Madagascar: Naître et ne pas être

Six mille enfants naissent sans copie d'acte d'état civil dans le quatrième arrondissement. Un chiffre terrifiant. Il y en a autant sinon plus dans les autres arrondissements. Et davantage un peu partout dans les endroits isolés du pays. Si c'est la réalité dans la capitale, on a une idée de ce qui se passe dans les contrées où il n'y a aucune trace de l'administration en particulier d'un officier de l'état civil.

Une situation résultante de la pauvreté conjuguée à un manque total d'éducation. Dans les quartiers pauvres, les femmes mettent au monde des bébés sans savoir que les naissances doivent être enregistrées et que chaque enfant doit avoir une copie d'acte de naissance qui garantit sa citoyenneté. Mais ici les enfants naissent partout sauf dans une maternité ou dans un centre de santé équipé. Bien évidemment, les naissances ne sont pas enregistrées et les enfants sont privés d'acte de naissance. Ils ont juste un surnom comme seule identité.

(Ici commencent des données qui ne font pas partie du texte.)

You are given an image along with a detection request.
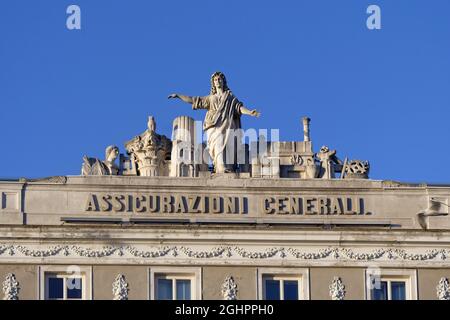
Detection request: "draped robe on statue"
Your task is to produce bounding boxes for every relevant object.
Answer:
[192,90,243,172]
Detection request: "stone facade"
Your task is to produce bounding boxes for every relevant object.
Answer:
[0,113,450,300]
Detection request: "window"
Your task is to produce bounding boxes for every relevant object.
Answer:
[155,274,192,300]
[39,266,91,300]
[258,268,309,300]
[366,269,417,300]
[45,273,84,300]
[150,267,201,300]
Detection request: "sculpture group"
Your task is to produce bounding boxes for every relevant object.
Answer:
[81,72,370,179]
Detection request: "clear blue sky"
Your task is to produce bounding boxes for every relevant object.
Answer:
[0,0,450,183]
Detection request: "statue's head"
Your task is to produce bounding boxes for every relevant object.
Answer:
[211,71,229,94]
[320,146,330,153]
[147,116,156,131]
[105,146,119,162]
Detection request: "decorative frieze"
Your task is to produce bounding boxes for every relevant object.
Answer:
[3,273,20,300]
[222,276,238,300]
[0,244,450,262]
[436,277,450,300]
[329,277,345,300]
[113,274,128,300]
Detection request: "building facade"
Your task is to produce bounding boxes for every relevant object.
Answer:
[0,111,450,300]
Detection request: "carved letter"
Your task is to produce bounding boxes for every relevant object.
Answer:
[162,196,174,213]
[148,196,159,212]
[304,197,317,215]
[134,195,147,212]
[66,4,81,30]
[277,197,289,214]
[366,4,381,30]
[263,197,275,214]
[85,194,99,211]
[188,196,201,213]
[211,197,222,213]
[224,197,238,213]
[330,198,344,214]
[100,194,112,212]
[318,197,330,214]
[289,197,302,214]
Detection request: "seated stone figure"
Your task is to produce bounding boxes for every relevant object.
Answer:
[81,146,119,176]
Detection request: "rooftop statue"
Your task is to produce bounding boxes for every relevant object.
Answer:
[125,116,172,177]
[169,72,260,173]
[81,146,119,176]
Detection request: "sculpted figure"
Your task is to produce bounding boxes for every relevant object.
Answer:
[169,72,260,173]
[316,146,342,179]
[125,116,172,177]
[81,146,119,176]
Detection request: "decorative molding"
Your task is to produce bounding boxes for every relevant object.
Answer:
[0,244,450,262]
[222,276,238,300]
[113,274,129,300]
[20,176,67,184]
[3,273,20,300]
[436,277,450,300]
[329,277,345,300]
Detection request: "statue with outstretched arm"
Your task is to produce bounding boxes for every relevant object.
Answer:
[169,72,260,173]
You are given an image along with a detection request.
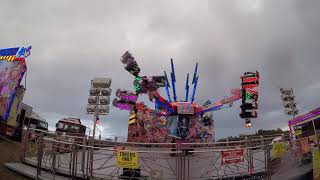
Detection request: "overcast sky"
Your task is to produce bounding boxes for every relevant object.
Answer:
[0,0,320,137]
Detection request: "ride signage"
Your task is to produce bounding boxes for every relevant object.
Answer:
[221,149,244,164]
[117,150,139,169]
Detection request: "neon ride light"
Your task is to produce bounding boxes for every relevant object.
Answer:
[289,111,320,125]
[117,103,132,110]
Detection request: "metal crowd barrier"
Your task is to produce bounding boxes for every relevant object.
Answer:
[21,131,296,180]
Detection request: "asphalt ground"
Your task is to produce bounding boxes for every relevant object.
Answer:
[0,136,29,180]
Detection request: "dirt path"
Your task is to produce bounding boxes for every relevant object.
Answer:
[0,136,29,180]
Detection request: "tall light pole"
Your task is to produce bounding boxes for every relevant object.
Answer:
[280,88,299,142]
[86,78,112,138]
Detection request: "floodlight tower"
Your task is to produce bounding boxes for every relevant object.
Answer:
[87,78,112,138]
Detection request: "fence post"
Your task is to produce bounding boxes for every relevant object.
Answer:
[52,141,57,179]
[20,127,29,162]
[37,132,44,179]
[81,136,87,178]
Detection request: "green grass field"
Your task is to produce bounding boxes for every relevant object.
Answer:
[0,136,29,180]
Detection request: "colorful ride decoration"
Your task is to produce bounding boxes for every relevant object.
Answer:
[0,46,31,122]
[113,51,255,143]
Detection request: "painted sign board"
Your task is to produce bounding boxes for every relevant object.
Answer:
[0,46,31,122]
[312,147,320,179]
[221,149,244,164]
[116,150,139,169]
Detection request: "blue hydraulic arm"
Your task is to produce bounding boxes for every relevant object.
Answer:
[191,63,199,103]
[185,73,189,102]
[171,58,177,101]
[164,71,171,102]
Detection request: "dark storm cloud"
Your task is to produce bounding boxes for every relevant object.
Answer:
[0,0,320,137]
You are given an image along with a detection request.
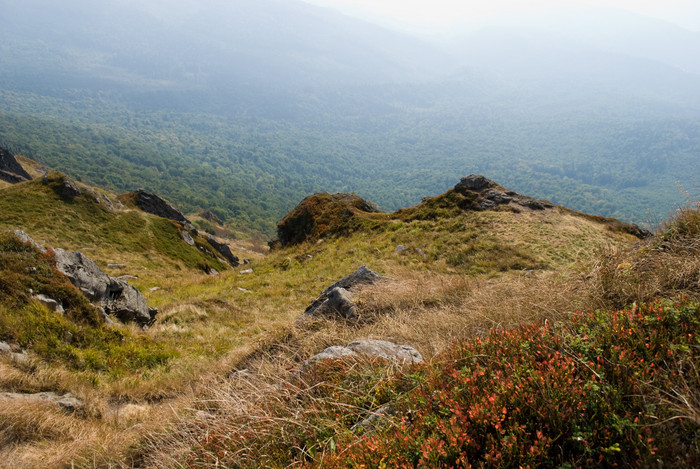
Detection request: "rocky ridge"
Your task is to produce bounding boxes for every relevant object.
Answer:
[14,230,158,328]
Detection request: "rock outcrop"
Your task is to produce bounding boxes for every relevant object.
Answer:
[207,235,241,267]
[54,249,158,328]
[0,147,32,184]
[304,265,382,319]
[303,340,424,367]
[0,342,29,363]
[453,174,554,210]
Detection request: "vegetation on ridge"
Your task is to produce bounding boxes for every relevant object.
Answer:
[0,164,698,469]
[149,205,700,468]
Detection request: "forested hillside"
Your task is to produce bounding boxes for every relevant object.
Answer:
[0,0,700,236]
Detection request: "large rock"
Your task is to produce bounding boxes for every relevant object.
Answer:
[0,147,32,184]
[304,265,382,319]
[127,189,192,225]
[54,249,158,327]
[455,174,496,192]
[207,235,241,267]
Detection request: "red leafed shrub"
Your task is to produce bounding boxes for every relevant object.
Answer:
[322,302,700,468]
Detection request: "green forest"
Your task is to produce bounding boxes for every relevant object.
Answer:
[0,84,700,236]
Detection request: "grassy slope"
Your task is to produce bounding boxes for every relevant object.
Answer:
[0,170,668,467]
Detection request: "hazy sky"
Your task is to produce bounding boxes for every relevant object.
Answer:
[304,0,700,31]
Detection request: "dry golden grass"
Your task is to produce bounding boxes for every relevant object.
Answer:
[590,205,700,309]
[0,177,652,468]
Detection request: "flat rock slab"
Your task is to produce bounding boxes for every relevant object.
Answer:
[0,392,85,412]
[304,265,382,319]
[302,340,424,369]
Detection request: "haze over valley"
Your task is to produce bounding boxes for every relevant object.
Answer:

Sans copie, ils ne vont pas à l'école et ne sont pas inscrits sur la liste électorale.

Des organismes internationaux ou des ONG tentent de pallier cette lacune à travers des projets d'enregistrement rétroactif des naissances, mais la tâche est colossale.

Il y a 20 ans, l'Unicef avait déclaré que 2,5 millions des enfants de moins de 18 ans n'avaient pas de copie pour un million d'adultes. L'UNICEF estimait que ce chiffre représente le quart du nombre total des enfants dans cette tranche d'âge. Il est probable qu'avec l'avancée de la pauvreté, le manque d'éducation, l'insuffisance des centres de santé de base, ce chiffre aurait pu être multiplié par deux ou trois. Et si rien ne change, la situation va empirer d'une année à l'autre. D'ici vingt ans, la majorité de la population risque d'être invisible. Bien sûr, c'est une situation favorable aux politiciens. Les jugements supplétifs et les ordonnances massives sont totalement justifiés. Et ceci explique pourquoi les bénéficiaires d'ordonnances sont de mère et de père inconnus.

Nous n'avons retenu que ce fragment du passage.